After a bit of a scramble, Dad said we could move the outlet to the smaller space, widen the original hole, and put the double-gang box against the original stud. There we be a briefly ugly spot in the middle, but I'd fix it later.
We mounted the fan, with only a little bit of trouble and then put up the "greenboard" I had cut earlier.At which point we discovered that the fix was way too tight. We couldn't shimmy them into place at all. I had cut the dimensions by measuring stud-to-stud rather than wall to wall. Even though it was only half an inch on each wall, the margin for error was too strict. I had to trim all the edges. But then they fit into place.
HOWEVER, we had mounted the fan too high. The metal rods that hold the decorative piece in place didn't reach down low enough. And of course we figured this out AFTER the ceiling was in place. So I had to crawl up into the attic, on my belly, over the antique insulation and we worked everything down an inch. Terribly hot and uncomfortable. It made me realize why renovation work is so expensive to contract out.
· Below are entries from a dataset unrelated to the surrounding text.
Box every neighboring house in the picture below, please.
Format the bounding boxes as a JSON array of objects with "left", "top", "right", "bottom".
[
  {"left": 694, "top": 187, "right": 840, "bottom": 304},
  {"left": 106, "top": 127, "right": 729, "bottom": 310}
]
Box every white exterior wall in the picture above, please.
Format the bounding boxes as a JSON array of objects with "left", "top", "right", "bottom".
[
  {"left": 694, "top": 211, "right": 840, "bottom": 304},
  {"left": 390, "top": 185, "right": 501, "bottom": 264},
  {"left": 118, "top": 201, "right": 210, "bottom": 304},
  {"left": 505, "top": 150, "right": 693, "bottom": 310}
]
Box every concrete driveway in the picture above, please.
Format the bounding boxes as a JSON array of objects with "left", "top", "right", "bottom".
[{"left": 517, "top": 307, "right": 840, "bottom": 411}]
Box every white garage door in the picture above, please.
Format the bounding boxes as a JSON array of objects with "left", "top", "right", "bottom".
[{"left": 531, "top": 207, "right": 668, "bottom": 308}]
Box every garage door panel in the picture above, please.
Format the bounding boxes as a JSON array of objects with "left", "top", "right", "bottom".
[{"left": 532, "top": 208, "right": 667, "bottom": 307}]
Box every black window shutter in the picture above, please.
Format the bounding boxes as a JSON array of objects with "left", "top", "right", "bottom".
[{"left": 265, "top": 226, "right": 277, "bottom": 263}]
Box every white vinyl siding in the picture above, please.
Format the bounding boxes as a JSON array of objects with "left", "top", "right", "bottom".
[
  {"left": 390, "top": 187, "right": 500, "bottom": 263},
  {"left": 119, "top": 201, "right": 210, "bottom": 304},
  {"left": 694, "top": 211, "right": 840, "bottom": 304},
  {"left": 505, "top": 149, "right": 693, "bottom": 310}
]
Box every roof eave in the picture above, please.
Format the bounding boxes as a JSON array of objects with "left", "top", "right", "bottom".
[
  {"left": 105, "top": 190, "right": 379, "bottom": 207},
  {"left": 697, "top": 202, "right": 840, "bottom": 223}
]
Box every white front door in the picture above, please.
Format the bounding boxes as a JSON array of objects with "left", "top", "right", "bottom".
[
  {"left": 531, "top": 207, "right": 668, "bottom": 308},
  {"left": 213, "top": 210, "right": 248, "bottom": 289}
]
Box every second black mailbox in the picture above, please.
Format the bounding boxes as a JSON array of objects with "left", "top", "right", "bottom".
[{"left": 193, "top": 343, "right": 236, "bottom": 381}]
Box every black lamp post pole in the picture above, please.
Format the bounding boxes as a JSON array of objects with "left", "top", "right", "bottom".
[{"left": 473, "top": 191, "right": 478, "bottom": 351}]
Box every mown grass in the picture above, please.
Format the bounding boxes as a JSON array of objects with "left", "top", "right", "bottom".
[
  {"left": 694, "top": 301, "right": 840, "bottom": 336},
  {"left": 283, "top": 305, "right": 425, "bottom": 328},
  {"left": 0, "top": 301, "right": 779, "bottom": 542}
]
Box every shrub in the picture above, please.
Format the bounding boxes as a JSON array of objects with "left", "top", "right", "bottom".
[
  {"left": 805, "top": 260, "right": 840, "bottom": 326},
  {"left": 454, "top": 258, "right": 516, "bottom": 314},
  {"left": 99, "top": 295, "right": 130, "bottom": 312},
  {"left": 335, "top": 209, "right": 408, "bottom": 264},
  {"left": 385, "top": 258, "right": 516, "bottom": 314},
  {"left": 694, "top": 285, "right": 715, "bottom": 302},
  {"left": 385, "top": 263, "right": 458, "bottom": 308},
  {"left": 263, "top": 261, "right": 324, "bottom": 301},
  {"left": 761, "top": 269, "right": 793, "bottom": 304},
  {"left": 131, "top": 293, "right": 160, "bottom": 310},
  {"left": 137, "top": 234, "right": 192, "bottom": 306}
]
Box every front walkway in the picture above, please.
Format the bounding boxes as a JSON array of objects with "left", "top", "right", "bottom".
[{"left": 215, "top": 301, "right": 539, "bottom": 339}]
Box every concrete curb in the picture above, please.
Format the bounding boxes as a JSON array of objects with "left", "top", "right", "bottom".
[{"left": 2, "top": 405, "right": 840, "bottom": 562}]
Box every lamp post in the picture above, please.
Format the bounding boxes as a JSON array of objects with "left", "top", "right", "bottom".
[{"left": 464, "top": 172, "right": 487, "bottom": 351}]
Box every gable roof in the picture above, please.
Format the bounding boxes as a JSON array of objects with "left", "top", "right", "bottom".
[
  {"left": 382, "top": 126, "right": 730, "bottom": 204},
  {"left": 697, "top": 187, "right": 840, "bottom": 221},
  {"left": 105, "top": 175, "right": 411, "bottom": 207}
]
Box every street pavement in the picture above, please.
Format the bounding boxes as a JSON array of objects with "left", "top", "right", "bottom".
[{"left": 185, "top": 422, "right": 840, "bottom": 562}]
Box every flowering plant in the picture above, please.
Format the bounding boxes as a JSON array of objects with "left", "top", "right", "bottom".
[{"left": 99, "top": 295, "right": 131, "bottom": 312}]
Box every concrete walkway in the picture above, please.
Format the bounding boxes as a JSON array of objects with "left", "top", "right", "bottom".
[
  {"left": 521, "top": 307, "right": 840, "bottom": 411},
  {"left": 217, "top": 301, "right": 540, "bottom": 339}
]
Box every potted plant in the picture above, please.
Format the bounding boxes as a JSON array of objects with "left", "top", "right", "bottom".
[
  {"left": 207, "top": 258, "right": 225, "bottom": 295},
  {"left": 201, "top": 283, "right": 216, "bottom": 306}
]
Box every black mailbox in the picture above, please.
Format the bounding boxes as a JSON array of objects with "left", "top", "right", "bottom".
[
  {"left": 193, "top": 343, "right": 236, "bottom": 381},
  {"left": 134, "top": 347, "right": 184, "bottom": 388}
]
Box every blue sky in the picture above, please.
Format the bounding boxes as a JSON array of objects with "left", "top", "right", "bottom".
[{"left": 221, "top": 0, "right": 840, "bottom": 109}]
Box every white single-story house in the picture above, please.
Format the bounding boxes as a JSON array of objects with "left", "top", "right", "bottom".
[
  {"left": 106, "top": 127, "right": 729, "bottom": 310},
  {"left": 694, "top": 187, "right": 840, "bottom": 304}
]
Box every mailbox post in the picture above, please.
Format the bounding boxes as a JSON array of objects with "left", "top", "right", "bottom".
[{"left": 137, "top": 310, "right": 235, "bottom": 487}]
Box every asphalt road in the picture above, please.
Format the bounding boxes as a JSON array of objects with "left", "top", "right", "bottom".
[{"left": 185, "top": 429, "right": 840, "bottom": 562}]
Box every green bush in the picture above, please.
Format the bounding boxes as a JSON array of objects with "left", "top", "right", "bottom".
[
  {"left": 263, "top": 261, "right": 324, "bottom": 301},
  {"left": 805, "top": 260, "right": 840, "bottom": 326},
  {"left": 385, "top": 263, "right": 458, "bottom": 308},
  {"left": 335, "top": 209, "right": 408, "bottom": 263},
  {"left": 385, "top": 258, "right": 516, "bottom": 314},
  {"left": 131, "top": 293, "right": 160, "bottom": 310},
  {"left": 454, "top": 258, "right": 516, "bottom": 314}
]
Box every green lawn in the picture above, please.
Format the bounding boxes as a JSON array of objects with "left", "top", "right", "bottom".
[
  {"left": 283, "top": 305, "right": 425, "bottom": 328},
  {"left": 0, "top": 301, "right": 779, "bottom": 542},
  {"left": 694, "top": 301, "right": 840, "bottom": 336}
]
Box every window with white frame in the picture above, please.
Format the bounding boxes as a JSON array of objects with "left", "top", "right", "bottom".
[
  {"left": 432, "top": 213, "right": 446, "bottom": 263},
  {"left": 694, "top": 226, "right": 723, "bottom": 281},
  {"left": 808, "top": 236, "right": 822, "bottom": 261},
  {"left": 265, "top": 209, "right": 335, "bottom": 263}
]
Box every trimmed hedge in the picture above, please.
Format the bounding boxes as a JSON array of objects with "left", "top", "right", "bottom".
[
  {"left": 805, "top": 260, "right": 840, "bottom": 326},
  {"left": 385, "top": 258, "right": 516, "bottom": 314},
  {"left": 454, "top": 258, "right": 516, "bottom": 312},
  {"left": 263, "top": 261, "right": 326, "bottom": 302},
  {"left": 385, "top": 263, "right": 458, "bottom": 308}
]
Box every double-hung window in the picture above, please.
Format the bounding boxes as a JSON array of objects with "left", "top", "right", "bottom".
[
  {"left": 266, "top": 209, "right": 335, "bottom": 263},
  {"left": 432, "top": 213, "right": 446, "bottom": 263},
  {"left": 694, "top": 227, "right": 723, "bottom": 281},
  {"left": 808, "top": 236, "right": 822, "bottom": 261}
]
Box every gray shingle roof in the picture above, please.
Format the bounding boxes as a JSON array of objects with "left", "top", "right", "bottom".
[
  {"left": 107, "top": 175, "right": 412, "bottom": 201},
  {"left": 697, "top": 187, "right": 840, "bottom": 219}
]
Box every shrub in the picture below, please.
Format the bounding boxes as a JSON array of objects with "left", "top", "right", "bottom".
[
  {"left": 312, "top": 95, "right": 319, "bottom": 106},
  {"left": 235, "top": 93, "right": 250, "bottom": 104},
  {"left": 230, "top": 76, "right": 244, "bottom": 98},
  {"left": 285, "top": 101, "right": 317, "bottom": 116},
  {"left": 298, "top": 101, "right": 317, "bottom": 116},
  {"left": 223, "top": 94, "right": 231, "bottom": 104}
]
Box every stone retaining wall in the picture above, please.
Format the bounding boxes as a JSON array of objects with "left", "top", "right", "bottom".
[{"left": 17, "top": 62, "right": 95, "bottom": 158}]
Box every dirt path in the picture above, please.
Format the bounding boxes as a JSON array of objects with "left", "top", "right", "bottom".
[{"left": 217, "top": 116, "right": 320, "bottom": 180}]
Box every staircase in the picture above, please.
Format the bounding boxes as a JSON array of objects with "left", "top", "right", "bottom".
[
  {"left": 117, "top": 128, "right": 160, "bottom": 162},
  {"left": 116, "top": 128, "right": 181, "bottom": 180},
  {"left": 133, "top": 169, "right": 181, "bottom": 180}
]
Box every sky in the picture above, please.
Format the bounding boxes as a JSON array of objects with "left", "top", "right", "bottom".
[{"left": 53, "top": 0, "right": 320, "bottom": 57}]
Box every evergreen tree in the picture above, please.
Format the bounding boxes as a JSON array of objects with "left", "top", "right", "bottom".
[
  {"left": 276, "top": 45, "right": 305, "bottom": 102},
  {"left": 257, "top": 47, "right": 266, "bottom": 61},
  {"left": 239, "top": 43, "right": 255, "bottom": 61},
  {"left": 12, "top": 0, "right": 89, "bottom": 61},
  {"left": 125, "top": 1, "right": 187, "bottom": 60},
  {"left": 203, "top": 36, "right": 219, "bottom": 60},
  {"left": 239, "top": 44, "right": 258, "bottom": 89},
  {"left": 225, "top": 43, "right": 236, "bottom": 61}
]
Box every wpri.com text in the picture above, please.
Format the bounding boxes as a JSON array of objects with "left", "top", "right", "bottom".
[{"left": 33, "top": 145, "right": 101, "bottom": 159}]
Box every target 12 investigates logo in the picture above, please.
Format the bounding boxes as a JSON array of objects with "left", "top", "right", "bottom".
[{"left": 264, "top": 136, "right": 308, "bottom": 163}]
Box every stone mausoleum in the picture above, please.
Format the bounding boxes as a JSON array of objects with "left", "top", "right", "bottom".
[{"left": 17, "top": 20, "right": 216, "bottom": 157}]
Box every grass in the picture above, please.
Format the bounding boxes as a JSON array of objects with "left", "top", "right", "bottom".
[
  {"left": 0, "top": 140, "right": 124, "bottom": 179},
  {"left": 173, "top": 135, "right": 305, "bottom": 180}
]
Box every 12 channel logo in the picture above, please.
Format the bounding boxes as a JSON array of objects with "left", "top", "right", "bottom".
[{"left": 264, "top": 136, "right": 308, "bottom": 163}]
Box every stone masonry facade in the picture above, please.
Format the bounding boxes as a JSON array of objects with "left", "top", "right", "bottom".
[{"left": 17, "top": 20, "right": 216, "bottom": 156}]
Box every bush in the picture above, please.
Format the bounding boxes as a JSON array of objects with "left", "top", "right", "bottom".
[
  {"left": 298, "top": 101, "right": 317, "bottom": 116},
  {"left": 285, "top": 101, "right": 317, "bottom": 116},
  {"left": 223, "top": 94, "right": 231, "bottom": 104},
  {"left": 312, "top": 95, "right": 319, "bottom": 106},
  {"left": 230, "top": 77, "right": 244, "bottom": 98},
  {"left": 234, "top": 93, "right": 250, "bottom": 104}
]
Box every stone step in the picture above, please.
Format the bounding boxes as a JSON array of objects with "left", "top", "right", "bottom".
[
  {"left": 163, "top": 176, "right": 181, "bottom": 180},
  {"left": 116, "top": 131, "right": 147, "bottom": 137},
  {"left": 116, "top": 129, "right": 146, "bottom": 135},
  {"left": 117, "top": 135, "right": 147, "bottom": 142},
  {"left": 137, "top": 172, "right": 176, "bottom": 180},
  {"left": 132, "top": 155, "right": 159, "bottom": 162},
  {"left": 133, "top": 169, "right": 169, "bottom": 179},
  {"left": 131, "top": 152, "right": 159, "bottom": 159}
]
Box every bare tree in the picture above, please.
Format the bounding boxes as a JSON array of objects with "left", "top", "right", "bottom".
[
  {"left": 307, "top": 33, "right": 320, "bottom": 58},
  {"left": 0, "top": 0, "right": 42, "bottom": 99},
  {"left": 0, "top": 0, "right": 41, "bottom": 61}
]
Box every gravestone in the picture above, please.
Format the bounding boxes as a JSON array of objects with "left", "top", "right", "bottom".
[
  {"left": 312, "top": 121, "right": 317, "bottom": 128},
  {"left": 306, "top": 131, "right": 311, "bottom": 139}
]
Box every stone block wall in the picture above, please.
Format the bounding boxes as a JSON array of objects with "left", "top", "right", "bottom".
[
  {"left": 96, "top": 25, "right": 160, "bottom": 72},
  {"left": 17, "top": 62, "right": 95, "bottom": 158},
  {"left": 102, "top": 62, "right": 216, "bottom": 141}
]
Eventually, everything went into place. And for a change, I used drywall SCREWS and hung it using a cordless drill. MUCH easier on the arms and neck. I'm never going to manually hammer drywall nails again. I've pledged myself to The Way Of The Screw. (Laugh it up, Chuckleheads.)
And with the villainously painful work out of the way, Dad wrapped up the wiring, made everything pretty, tested his handwork, and we called it a day.
Next step: get Troy to mud and sand it. Then Cindy cuts loose with the paint. And we're done. With this project.